Today, it was announced that GKIDS has added to its collection one of Ghibli’s most complex and sophisticated features: Isao Takahata’s 1988 classic “Grave of the Fireflies,” a devastating anti-war drama following two starving, orphaned children in flashback through the dying days of WWII in Kobe. It’s a remarkable film that knocked me sideways when I first saw it a few years back, not least because I watched it back-to-back with the far gentler “Totoro” — which, coincidentally enough, is how the films were first released in Japan.
Once hailed by Roger Ebert as one of the greatest war films ever made, it’s a film that could do with more exposure, and GKIDS plans to give it with a 25th-anniversary re-release next year, and a place in their travelling Studio Ghibi Retrospective, currently making its way through North American theaters. Having secured the rights to the film from a separate Japanese company, Toho, GKIDS president Eric Beckman offered this statement: “This deal finally reunites a great Isao Takahata masterwork with the rest of the Studio Ghibli films. It is a profoundly moving film and an essential part of the Ghibli legacy.”

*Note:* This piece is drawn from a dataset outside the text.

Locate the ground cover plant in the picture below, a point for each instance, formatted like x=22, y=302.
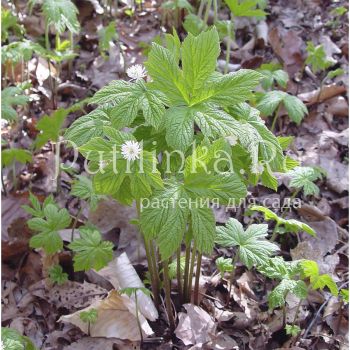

It’s a nice build-up to the studio’s first release of a new Ghibli film — “From Up on Poppy Hill,” which was written by Hayao Miyazaki and directed by his son Goro, was Japan’s top grosser in 2011, so they’ll be hoping for solid arthouse business in the States. An Oscar nomination, of course, would be helpful in that regard, though they’re facing some stiff competition — not least from themselves.